Aber sie hatte das zweite Jahr auf der Universität nicht mehr zu Ende gebracht. Ihre Professoren waren langweilig, die Lehrstoffe öde und die männlichen Studenten, mit denen sie ausging, albern und unreif. Sie ließ sich mit einem Offizier der Air Force ein, der aus einer alteingesessenen und vermögenden Familie aus Boston stammte, obwohl sie wusste, dass er eine Frau hatte, eine Berkeley-Absolventin, die in Vermont auf ihn wartete.
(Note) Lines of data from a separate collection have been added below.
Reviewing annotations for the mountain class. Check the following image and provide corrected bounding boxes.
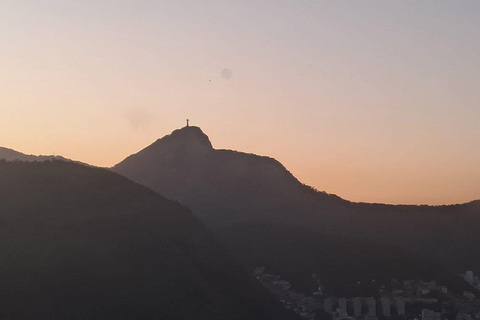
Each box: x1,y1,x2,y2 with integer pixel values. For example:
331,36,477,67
112,127,480,294
0,160,296,320
0,147,67,161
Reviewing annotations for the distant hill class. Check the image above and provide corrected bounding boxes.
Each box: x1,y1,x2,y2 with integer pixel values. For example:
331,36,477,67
112,127,480,292
0,147,68,162
0,160,296,320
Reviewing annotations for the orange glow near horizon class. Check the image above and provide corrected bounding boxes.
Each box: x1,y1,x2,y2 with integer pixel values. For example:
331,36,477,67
0,0,480,204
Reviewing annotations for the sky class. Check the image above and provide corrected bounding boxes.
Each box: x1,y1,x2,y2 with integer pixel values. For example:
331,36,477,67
0,0,480,204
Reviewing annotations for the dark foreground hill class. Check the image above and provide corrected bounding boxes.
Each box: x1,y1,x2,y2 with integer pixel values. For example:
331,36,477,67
113,127,480,294
0,161,293,320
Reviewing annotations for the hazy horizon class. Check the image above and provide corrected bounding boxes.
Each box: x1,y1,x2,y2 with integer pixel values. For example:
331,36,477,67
0,0,480,204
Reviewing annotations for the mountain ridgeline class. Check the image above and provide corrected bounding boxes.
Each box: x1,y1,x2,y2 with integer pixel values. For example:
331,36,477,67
112,127,480,292
0,147,68,162
0,160,295,320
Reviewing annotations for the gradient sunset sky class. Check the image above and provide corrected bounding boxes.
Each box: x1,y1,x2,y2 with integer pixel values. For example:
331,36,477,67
0,0,480,204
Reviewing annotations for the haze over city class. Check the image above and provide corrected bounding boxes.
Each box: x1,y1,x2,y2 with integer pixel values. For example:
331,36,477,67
0,0,480,204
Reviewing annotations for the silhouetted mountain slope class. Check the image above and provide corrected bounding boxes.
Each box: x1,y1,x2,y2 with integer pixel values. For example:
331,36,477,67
0,147,68,162
113,127,480,292
0,161,295,320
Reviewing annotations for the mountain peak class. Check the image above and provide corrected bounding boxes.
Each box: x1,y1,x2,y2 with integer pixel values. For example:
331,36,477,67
159,126,213,150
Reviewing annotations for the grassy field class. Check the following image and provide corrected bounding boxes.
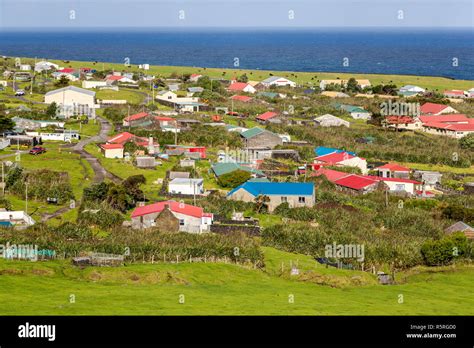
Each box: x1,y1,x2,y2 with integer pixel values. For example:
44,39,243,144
11,58,474,91
0,248,474,315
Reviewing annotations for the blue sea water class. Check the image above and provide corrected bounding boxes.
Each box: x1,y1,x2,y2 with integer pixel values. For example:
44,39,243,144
0,28,474,79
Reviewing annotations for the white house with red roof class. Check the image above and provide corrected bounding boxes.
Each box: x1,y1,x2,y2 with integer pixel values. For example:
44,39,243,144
227,82,257,94
420,114,474,139
443,89,469,98
189,74,202,82
313,168,423,195
131,200,214,233
230,95,252,103
99,144,123,158
420,103,458,115
255,111,278,123
374,163,410,179
122,112,149,127
313,151,368,174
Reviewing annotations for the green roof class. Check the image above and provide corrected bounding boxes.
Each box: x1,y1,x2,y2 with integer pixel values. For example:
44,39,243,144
240,127,265,139
211,162,264,176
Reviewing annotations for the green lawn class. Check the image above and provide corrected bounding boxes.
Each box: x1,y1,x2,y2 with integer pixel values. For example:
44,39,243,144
0,248,474,315
2,142,94,224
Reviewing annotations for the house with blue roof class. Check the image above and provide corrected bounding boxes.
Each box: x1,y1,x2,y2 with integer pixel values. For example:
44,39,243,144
227,181,315,212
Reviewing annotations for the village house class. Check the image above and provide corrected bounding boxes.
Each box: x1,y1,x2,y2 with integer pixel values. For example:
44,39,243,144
420,103,458,116
420,114,474,139
314,114,351,128
44,86,96,118
398,85,426,97
444,221,474,240
443,89,469,98
131,201,214,233
240,127,283,149
255,111,282,124
189,74,202,82
313,151,368,174
0,209,35,229
334,103,371,120
99,144,124,158
168,178,204,195
319,80,371,91
227,181,315,212
230,95,252,103
227,82,257,94
374,163,410,179
260,76,296,88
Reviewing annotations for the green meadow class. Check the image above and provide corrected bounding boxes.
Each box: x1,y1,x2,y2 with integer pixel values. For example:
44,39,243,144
0,248,474,315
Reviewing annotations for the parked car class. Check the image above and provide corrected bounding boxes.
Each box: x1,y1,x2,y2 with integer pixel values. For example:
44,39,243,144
30,146,46,155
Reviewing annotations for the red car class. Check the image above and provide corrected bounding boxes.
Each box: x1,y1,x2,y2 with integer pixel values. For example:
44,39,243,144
30,146,46,155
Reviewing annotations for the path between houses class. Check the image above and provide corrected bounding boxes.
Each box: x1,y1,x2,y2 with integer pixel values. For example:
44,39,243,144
41,117,122,222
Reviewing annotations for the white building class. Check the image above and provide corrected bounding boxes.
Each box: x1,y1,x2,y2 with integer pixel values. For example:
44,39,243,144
314,114,351,127
0,210,35,228
44,86,96,118
260,76,296,87
168,178,204,195
82,81,107,88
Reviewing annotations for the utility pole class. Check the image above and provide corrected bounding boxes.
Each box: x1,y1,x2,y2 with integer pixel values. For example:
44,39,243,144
25,182,28,214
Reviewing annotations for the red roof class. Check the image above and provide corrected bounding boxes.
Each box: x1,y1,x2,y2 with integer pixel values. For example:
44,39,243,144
420,114,468,123
257,111,278,121
443,89,464,95
227,82,249,91
423,122,474,132
385,116,415,124
105,75,123,81
365,175,421,185
107,132,135,144
100,144,123,150
155,116,175,121
420,103,449,114
334,174,377,190
231,95,252,103
315,152,355,164
311,168,350,182
125,112,148,121
132,201,212,218
375,163,410,172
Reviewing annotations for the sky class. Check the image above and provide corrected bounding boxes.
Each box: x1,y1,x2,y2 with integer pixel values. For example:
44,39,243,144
0,0,474,30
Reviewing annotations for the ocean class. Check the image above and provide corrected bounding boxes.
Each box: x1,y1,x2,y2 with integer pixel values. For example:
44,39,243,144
0,28,474,79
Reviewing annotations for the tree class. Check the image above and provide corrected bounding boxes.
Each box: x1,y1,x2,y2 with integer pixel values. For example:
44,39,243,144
46,102,59,118
55,75,69,87
218,169,251,188
459,133,474,150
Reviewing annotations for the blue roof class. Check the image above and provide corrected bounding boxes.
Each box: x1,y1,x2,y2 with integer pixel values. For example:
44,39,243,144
314,146,357,156
227,181,314,197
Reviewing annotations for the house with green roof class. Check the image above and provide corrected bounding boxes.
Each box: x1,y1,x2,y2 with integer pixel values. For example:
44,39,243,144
211,162,265,177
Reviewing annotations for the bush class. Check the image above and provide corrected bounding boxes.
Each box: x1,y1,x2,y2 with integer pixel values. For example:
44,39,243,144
218,169,251,188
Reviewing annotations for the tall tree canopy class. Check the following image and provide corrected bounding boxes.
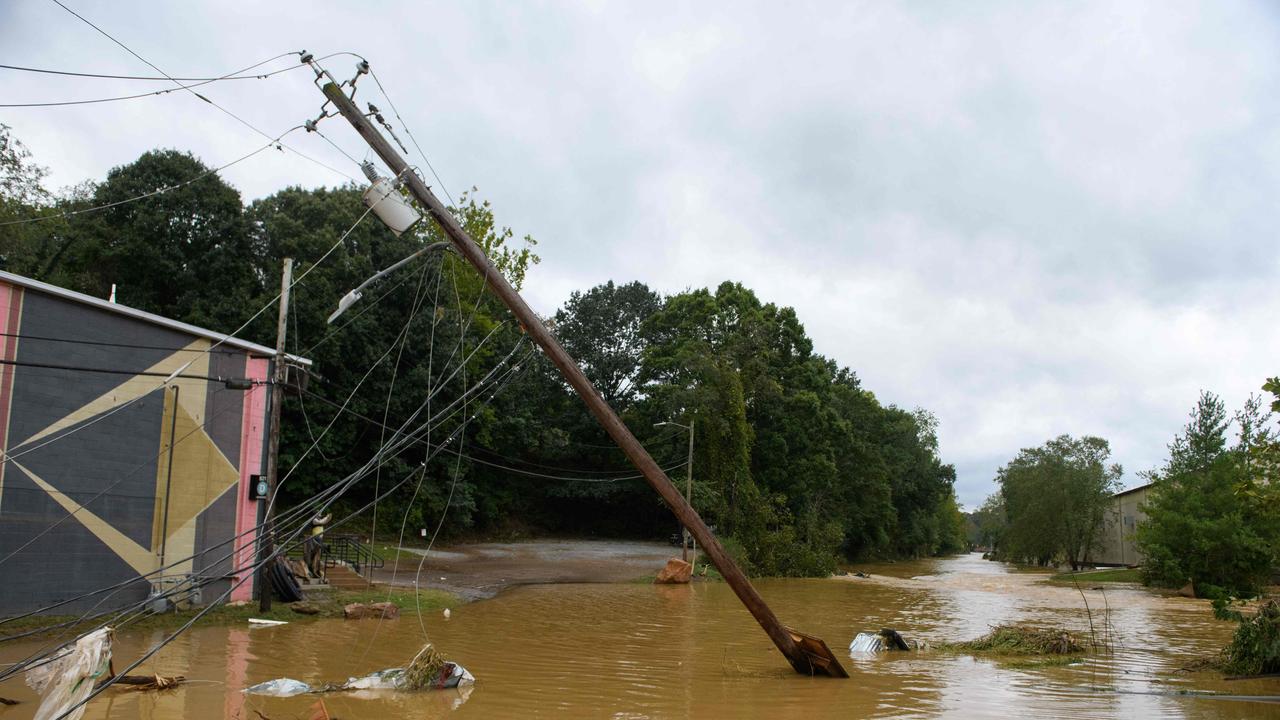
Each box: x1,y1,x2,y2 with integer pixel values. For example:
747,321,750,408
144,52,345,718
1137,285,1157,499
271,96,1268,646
996,436,1123,569
1137,392,1280,597
0,128,965,574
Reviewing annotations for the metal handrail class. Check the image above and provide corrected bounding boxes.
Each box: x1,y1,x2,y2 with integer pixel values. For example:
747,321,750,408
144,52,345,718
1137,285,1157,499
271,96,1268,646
323,536,385,573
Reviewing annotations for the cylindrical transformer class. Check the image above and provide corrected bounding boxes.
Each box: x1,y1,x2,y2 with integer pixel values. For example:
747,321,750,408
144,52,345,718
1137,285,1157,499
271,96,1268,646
365,178,422,234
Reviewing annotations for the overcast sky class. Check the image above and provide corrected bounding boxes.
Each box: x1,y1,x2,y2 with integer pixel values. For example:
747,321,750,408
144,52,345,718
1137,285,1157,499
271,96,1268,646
0,0,1280,507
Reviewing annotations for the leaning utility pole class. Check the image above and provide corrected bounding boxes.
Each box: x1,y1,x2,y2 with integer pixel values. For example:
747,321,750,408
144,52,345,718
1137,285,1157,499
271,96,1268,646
316,70,849,678
257,258,293,612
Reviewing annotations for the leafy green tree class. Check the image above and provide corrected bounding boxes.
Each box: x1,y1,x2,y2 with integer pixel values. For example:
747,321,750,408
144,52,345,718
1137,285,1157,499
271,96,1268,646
997,436,1123,569
973,492,1009,548
554,281,662,411
1137,392,1280,596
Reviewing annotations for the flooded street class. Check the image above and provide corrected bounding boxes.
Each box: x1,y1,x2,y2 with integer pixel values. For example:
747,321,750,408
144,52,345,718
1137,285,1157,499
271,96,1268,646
0,555,1280,720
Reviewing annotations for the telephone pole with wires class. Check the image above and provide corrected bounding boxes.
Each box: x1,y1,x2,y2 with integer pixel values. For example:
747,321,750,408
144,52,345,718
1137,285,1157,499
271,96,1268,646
257,258,293,612
303,59,849,678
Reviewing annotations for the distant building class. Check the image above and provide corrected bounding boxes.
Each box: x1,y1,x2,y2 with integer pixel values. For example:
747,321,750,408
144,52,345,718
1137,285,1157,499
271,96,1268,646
1091,483,1152,565
0,272,310,616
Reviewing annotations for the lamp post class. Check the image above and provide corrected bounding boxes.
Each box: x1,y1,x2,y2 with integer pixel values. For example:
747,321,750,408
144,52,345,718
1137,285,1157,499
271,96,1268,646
653,420,698,562
329,241,451,325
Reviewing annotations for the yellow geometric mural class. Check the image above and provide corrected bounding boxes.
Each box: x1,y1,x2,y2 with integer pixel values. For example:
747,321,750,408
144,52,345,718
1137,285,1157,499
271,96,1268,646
10,338,239,574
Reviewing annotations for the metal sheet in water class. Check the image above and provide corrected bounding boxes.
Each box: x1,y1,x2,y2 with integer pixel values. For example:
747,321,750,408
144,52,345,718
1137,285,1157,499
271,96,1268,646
0,548,1280,720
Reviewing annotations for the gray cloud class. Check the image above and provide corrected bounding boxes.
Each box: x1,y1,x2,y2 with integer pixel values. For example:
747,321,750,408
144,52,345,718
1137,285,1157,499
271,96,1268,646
0,3,1280,505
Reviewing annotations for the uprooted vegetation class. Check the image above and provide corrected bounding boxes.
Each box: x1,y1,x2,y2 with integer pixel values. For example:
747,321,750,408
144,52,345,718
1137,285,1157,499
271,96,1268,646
937,625,1085,665
1215,600,1280,675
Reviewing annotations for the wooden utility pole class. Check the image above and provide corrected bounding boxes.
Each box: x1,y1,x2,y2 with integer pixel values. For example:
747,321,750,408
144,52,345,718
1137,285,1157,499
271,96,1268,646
257,258,293,612
314,77,849,678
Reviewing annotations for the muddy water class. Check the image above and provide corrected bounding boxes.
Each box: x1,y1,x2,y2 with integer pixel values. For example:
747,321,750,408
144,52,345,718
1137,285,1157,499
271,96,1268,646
0,556,1280,720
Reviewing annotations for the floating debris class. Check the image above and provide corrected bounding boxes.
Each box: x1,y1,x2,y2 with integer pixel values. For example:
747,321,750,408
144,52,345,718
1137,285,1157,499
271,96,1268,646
849,628,920,655
27,628,111,720
244,643,476,697
942,625,1084,655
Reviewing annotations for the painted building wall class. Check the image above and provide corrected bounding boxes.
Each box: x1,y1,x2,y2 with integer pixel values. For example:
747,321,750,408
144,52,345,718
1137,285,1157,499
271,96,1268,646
0,281,269,615
1093,486,1151,565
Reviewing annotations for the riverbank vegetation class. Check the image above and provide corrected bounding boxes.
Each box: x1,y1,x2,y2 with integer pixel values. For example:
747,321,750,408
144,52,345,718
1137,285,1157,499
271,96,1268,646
0,127,965,575
937,625,1087,669
974,436,1123,570
1137,392,1280,598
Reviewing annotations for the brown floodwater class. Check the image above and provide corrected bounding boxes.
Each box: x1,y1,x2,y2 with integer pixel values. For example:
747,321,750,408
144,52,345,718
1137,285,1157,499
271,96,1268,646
0,555,1280,720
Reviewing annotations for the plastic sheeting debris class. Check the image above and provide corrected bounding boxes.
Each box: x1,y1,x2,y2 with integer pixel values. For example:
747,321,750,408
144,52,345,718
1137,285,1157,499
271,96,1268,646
849,633,884,655
244,662,476,697
27,628,111,720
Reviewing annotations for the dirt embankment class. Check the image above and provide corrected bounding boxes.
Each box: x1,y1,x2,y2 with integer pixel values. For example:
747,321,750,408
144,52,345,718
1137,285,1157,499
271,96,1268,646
374,539,680,600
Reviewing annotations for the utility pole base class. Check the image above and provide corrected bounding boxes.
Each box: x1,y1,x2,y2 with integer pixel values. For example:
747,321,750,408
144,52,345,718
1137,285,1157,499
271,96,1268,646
787,628,849,678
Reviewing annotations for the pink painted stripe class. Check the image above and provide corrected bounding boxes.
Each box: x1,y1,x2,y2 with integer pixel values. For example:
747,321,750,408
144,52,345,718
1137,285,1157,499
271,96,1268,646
232,357,268,601
0,278,22,507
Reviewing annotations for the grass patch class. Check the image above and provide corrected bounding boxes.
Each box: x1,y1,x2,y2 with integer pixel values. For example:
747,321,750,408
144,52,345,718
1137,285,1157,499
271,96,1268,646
1050,568,1142,585
0,585,462,638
Sie trafen sich am Wochenende im Ritz Carlton in Houston und im Four Seasons in Dallas. Die Härte seines Leibes, wenn er in sie eindrang, die Muskelstränge an seinem Rücken, die sich unter ihren Fingern strafften, erregten sie und erfüllten sie zugleich mit einem Gefühl der Macht, wie sie es noch nie zuvor erlebt hatte. Ihre Haut schien förmlich davon zu glühen, wenn sie hinterher duschte, und diese Glut und ihr Selbstbewusstsein in Sachen Erotik wurden nur noch stärker, wenn sie ihren Kommilitoninnen keine Antwort auf ihre neugierigen Fragen nach der Affäre gab, die sie offensichtlich hatte.
Manchmal musste sie an die Frau denken, die Berkeley-Absolventin, daheim in Vermont. Dann warf sie den Kopf zurück, als ob sie sich eine Gewissensfrage stellte, doch in Wahrheit war sie auf eine Art und Weise, die sie beinahe beunruhigte, insgeheim begeistert über die sexuelle Macht, die sie auf andere Menschen und deren Leben ausüben konnte.
Doch eines Tages blieb ihre Periode aus. Sie erzählte es ihm beim sonntäglichen Frühstück im Hotel. Von da an rief er sie nicht mehr zurück.